Two other points are important for correct administration: the skin should be gently but firmly pinched between thumb and forefinger to elevate the subcutaneous tissue and then the needle should be inserted about halfway down the slope at an angle of not less than 45°and the injection is administered. In this way the Firmagon injection is placed deep in the subcutaneous tissue. The drug will be steadily released from here over the next four weeks.
Ms Sullivan acknowledges that it can be difficult to convey the importance of using an appropriate injection technique to nurses and other clinicians “because it goes against the grain to take this much time to administer an injection”. The key things to remember are not to shake the vial when reconstituting the drug and to administer it very slowly. “This is one area where we can make a difference to the patient experience – a positive injection experience really helps”, says Ms Sullivan.
Finally, it is important to discuss the process with the patient to help to shape his expectations. He may have looked at advice on websites of patient support groups or read descriptions of bad experiences in internet discussion forums. It is wise to warn the patients that injection site reactions (ISRs) are not uncommon with the first dose but are usually much milder for subsequent doses. The reactions usually settle after a few days and do not interfere with the action of the drug. Discomfort can also be managed using simple analgesics (paracetamol or ibuprofen) and/or cool packs.
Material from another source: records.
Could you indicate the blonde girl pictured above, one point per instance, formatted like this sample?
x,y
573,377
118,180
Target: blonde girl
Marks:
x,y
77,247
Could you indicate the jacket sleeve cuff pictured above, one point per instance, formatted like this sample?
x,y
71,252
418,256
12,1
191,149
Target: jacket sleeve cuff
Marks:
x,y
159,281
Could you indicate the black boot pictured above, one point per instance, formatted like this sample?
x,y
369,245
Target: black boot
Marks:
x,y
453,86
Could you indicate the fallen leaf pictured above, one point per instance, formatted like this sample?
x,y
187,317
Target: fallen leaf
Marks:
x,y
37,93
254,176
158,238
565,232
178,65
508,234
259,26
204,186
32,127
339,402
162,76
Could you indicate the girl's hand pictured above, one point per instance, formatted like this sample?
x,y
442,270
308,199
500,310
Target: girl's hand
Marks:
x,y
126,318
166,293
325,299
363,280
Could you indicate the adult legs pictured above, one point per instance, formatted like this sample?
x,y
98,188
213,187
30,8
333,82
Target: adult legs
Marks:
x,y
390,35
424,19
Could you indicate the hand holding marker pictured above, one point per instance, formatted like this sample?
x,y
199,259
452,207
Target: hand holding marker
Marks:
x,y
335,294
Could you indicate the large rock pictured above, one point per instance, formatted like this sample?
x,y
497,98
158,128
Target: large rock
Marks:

For many men with advanced prostate cancer, ADT is an important component of treatment. Degarelix offers rapid reduction of testosterone levels without the risks of an initial surge and remains effective and tolerable over a long period. The concept of a depot subcutaneous injection needs to be clearly understood. The use of a very slow injection technique can improve the patient experience considerably and it is something that should be emphasised to GPs and practice nurses. In addition, patients should be warned about the possibility of injections site reactions, especially with the first dose and advised to use analgesics or cool packs to relieve discomfort.